И даже появление со стороны начальствующего кабинета (туда, в это межэтажье, ведёт вверх лестница) группы людей, явно важной величины, раз их сопровождает начальник их отдела, Леонелла Лисс, никем тут не замечается. Чего надо сказать, никогда небывало, и никто такую оплошность себе позволить не мог, и всегда пара тройка пар глаз сотрудников офиса наблюдала за движением со стороны этого кабинета, а другое большинство сотрудников офиса, всегда имело в виду то, что надо всегда иметь в виду то, что там происходит. А сейчас вон что тут такое получается. Все смотрят на Клаву, совершенно позабыв о том, что оттуда, со стороны начальства, тоже могут на них смотреть в самом мягком случае, а если по категоричнее, то из него могут выйти гораздо выше тебя поставленные люди и затем с тебя спросить: «А на что или на кого это ты в своё рабочее время, за которое я тебе гадёныш, начисляю зарплату, отвлекаешься?».
И тут попробуй только не ответить, мигом будешь отправлен отдаваться всей своей душой этому своему увлекательному занятию, но только уже за свой счёт. Но нынче времена не столь деспотичные, несмотря даже на то, как это говорят, как сказать.

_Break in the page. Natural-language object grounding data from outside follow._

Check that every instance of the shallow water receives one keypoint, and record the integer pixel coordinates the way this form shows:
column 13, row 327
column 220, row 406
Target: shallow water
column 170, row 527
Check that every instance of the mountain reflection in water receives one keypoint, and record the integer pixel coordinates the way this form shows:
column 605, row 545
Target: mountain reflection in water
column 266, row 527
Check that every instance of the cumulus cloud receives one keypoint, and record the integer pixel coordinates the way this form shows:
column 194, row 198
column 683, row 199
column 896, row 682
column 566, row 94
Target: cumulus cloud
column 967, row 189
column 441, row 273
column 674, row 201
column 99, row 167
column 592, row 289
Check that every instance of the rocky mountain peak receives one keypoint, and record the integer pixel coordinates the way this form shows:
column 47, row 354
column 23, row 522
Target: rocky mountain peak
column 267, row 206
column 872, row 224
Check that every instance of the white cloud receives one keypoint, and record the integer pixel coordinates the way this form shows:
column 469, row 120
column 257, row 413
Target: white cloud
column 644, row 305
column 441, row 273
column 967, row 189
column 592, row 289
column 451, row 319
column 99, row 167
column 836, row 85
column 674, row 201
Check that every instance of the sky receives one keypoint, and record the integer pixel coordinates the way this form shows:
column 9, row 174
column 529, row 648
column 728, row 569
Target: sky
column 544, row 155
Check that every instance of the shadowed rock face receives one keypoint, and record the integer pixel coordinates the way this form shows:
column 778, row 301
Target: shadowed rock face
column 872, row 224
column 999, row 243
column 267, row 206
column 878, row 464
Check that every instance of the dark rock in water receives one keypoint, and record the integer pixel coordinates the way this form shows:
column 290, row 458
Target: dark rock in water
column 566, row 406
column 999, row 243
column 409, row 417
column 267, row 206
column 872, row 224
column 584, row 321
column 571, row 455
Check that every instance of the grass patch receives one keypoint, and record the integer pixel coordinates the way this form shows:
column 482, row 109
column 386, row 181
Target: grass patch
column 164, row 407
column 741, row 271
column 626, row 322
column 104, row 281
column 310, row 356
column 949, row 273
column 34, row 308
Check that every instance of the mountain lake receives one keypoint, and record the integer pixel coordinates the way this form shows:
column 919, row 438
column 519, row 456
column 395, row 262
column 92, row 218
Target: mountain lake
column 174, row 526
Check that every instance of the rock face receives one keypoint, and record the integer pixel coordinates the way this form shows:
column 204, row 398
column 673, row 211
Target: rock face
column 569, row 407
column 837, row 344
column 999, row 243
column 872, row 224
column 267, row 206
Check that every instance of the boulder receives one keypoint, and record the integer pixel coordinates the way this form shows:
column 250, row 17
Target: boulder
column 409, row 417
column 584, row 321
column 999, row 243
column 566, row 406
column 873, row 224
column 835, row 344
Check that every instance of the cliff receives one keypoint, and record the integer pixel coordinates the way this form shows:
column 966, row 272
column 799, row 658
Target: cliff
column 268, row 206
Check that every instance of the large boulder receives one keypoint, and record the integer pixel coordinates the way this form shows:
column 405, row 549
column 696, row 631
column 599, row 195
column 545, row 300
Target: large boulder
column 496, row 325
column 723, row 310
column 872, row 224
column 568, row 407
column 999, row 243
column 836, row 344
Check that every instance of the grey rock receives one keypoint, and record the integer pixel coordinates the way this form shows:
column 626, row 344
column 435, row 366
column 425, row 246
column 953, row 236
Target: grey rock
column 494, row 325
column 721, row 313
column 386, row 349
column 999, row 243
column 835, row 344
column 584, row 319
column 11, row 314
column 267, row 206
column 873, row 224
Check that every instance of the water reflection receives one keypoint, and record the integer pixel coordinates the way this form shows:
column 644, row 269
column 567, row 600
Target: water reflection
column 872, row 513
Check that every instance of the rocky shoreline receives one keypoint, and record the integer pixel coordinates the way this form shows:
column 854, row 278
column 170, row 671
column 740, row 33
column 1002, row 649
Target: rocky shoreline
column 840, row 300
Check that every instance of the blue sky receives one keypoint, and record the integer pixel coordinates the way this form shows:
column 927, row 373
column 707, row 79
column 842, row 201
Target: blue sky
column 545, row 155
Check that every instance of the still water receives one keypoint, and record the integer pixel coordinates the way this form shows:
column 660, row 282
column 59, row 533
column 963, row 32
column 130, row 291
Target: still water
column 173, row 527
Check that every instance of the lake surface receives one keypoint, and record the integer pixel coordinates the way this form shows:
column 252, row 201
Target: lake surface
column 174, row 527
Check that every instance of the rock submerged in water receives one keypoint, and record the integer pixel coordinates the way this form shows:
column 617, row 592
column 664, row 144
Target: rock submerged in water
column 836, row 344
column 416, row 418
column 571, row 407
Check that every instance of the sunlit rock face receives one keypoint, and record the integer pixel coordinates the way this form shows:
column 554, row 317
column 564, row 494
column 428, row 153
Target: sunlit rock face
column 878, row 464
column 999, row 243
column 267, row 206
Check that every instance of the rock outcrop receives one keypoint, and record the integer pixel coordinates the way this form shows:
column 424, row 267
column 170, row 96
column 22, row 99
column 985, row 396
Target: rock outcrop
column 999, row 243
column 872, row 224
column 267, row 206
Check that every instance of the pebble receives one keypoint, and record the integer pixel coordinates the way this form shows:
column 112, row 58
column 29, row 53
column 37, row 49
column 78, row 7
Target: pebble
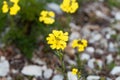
column 111, row 47
column 71, row 76
column 4, row 66
column 92, row 61
column 74, row 35
column 85, row 56
column 99, row 51
column 118, row 78
column 115, row 70
column 95, row 37
column 109, row 58
column 90, row 50
column 93, row 77
column 55, row 7
column 117, row 16
column 58, row 77
column 48, row 73
column 32, row 70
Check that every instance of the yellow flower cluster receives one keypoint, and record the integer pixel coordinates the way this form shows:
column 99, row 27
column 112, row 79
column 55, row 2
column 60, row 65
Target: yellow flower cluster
column 47, row 17
column 69, row 6
column 74, row 71
column 57, row 39
column 13, row 10
column 79, row 44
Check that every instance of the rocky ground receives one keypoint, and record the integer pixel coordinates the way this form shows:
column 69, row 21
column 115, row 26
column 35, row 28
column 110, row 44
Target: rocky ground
column 97, row 23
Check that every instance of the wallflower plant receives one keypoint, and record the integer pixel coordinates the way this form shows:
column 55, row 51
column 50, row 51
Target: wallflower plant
column 80, row 44
column 57, row 41
column 47, row 17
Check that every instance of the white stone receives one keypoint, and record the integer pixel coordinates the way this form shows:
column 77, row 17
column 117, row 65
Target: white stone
column 85, row 56
column 48, row 73
column 117, row 16
column 58, row 77
column 74, row 26
column 108, row 78
column 4, row 66
column 92, row 61
column 55, row 7
column 93, row 77
column 38, row 61
column 111, row 47
column 90, row 50
column 109, row 58
column 118, row 78
column 74, row 35
column 32, row 70
column 117, row 26
column 97, row 37
column 71, row 76
column 115, row 70
column 99, row 51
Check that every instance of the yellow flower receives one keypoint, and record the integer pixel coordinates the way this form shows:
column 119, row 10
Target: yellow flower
column 47, row 17
column 74, row 71
column 5, row 7
column 79, row 44
column 69, row 6
column 14, row 9
column 57, row 39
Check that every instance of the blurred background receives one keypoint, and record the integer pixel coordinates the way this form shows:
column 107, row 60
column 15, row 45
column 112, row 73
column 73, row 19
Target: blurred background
column 25, row 55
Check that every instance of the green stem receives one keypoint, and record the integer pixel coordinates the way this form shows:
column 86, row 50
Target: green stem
column 63, row 69
column 78, row 60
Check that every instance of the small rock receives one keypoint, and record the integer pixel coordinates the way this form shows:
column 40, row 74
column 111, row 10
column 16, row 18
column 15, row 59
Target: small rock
column 4, row 66
column 95, row 37
column 93, row 77
column 117, row 26
column 117, row 16
column 90, row 50
column 55, row 7
column 74, row 27
column 99, row 51
column 115, row 70
column 32, row 70
column 74, row 35
column 91, row 63
column 38, row 61
column 109, row 58
column 71, row 76
column 118, row 78
column 58, row 77
column 48, row 73
column 111, row 47
column 85, row 56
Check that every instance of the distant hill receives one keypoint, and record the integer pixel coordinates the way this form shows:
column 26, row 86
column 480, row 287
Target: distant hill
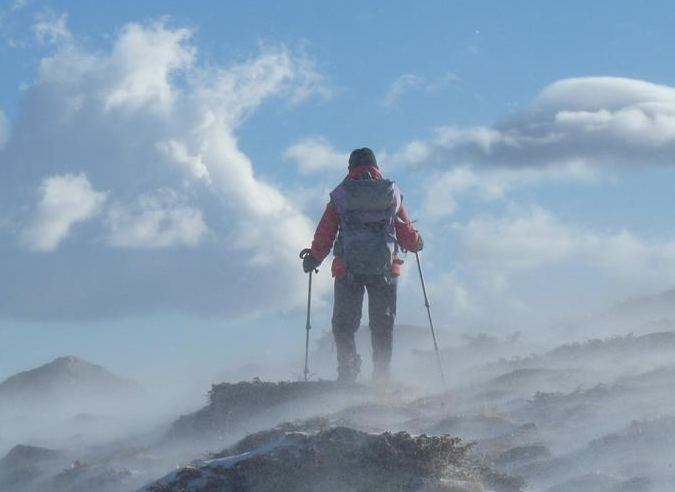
column 664, row 300
column 64, row 378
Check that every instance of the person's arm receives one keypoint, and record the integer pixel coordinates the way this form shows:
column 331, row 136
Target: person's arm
column 325, row 233
column 406, row 234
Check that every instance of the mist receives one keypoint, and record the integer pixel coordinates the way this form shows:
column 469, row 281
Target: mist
column 578, row 414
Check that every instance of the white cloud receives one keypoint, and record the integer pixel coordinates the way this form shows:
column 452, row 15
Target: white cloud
column 142, row 117
column 142, row 63
column 409, row 81
column 51, row 28
column 400, row 86
column 603, row 122
column 536, row 239
column 159, row 220
column 445, row 189
column 64, row 201
column 317, row 155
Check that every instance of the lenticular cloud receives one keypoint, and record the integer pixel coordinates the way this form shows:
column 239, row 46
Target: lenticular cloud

А сегодняшнее начальство и руководство (даже самого высокого ранга) всё больше исповедует демократичные принципы. И вышедший в этой группе высокопоставленных людей вместе с Леонеллой Лисс высокий человек, только посмотрел на то, с каким внимание все тут смотрят на эту странно и несколько вызывающе одетую девушку, с такой горделивой походкой вышагивающей по офису, затем изучающе посмотрел на эту, его тоже заинтересовавшую девушку, быстро сделал аналитические заметки для себя, да и обратился с вопросом не к кому-нибудь из простых сотрудников офиса, кто обязательно бы ему ответил на заданный вопрос и заодно был бы пристыжён тем, что тратит деньги высокого человека впустую, а он спросил рядом с ним стоящую с обалдевшим лицом управляющую этим отделением, Леонеллу Лисс.
– А у вас в отделении, как я посмотрю, – с непроницаемым лицом, как это и должно быть и полагается всякому начальствующему лицу, вот так именно, через замечание спросил высокий человек Леонеллу Лисс, – имеются перспективные кадры. – И на этом всё, без дальнейших уточнений. И теперь Леонелле ломай голову над тем, что имел в виду и подразумевал под перспективностью кадров высокий человек. И понятно, что у неё зла не хватает на эту новенькую, так её и всех удивившую. Ведь ошибка в интерпретации понимания сказанного высоким человеком может фатально для неё сказаться.
Перспективный для увольнения кадр, это совсем не то, что перспективный для работы кадр. И пойми тут разберись, что имел в виду высокий человек. Правда, для первого вывода всё же есть свои предпосылки в поведении и внешнем виде Клавы, позволившей себе столько многого, сколько здесь никто и никогда не позволял, даже на самых жёстких корпоративах.